In the experiment, we also introduce the Cascade Semantic Information Flow (CSIF) to investigate the performance of the structure like U-shape. Where we use a lightweight model, ResNet18, as the backbone and keep the Spatial Path of BiSeNet for comparison. In addition, we propose the Global Semantic Module with four different factors (noted as G1, G2, G3 and G6) to combine the feature outputs from each stage in ResNet18 network, called RN−C1236 . The numbers represent the pooling size of pooling layer inside the GSM module. To further evaluate the performance of the component, we also conduct experiments with several settings, including removing G3 and replacing G6 with G3 or G4, called RN−C126, RN−C123 and RN−C124, respectively. As listed in Table 5, RN−C1236 works worse than BiSeNet on all metrics. Too many GSMs increase the computational burden and reduce the efficiency and parameters of the components are not set reasonably. However, RN−C124 yields good result 161.49 in FPS with a little bit of accuracy loss. And compared to BiSeNet, it achieves 72.39%/95.05% in terms of mIoU and all Acc and is about 0.6% lower than BiSeNet.

Based on the FIF we mentioned before, we also conducted experiments to verify the improvement of the unit. As listed in Table 6, RN−S∗C1236 yields 72.12/95.04 in terms of mIoU and allAcc and 168.0 in FPS. RN−S∗C124 has a better performance with 72.70/175.2 in terms of mIoU and FPS.

The CSIF which is inspired by Pyramid Pooling Module of PSPNet [57] shows its efficiency on speed and also drawbacks of cascaded structure.
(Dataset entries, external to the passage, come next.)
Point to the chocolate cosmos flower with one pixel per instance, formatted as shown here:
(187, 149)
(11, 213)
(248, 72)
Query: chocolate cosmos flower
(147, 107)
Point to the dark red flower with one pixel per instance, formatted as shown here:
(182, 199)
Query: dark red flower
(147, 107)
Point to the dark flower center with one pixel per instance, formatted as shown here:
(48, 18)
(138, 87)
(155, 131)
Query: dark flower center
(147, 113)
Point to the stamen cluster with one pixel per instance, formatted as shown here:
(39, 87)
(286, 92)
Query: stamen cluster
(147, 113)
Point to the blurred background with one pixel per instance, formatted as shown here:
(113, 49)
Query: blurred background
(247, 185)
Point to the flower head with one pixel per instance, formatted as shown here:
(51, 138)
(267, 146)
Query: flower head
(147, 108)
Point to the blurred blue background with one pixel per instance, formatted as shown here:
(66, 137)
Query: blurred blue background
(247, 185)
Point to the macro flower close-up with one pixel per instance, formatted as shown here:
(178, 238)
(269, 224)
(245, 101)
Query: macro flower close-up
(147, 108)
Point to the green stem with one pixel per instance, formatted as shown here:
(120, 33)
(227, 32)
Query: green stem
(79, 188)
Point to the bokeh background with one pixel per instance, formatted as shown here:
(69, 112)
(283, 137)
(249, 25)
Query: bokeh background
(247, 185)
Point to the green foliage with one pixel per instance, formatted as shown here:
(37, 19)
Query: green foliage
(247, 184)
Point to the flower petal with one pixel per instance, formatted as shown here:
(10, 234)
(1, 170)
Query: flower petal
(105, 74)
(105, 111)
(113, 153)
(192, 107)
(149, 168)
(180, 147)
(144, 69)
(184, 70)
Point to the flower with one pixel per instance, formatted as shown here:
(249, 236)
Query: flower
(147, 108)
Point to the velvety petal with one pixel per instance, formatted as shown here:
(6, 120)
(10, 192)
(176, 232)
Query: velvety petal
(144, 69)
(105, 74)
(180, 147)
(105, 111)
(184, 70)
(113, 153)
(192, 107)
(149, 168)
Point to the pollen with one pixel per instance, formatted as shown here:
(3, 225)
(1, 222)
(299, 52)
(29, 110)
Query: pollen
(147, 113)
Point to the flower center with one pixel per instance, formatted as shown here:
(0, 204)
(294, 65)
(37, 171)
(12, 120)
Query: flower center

Therefore, we propose a better Parallel Semantic Segmentation Flow.

4.4 Results

As our proposed architecture, RN−S∗P, achieves comparable performance on multiple evaluation metrics. We evaluate the segmentation results on the server with a single RTX 2080Ti.

4.4.1 DuFNets vs. BiSeNet

Compared to the well-known real-time semantic segmentation model BiSeNet, DuFNet achieves absolute inference speed improvements with a slight sacrifice of accuracy. In Fig. 5, the accuracy of DuFNet is close to BiSeNet, which is shown in the object classification mission and the accurate prediction of boundary details. The quantitative results are summarized in Table 4.

In terms of inference speed, our DuFNets achieve a significant increase in speed with high-quality image segmentation results. Exemplary results are shown in Fig. 6.

Figure 6: Accuracy and inference speed of BiSeNet and our DuFNets

5  Conclusion

We have proposed a novel architecture called DuFNet for real-time semantic segmentation tasks. The Fringe Information Flow takes advantage of the features of the backbone and reconstructs the spatial information with a light-weighted structure. The Cascade Semantic Information Flow enhances the quality of context encodings throughout its feature hierarchy with custom modules. The Parallel Semantic Information Flow enables the network to have better representational power by fusing spatial and context features more efficiently and contributes to the prior global representation generated by the feature fusion module. A wide range of experiments show the effectiveness of DuFNet, which achieves comparable performance on the Cityscape dataset. In the real world, autonomous driving and other applications still have a high demand for speed and accuracy of real-time semantic segmentation. The great trade-off between segmentation accuracy and inference speed will foster further research in this field.

Funding Statement: This work is supported in part by the National Key RD Program of China (2021YFF0602104–2, 2020YFB1804604), in part by the 2020 Industrial Internet Innovation and Development Project from Ministry of Industry and Information Technology of China, and in part by the Fundamental Research Fund for the Central Universities (30918012204, 30920041112).

Conflicts of Interest: The authors declare that they have no conflicts of interest to report regarding the present study.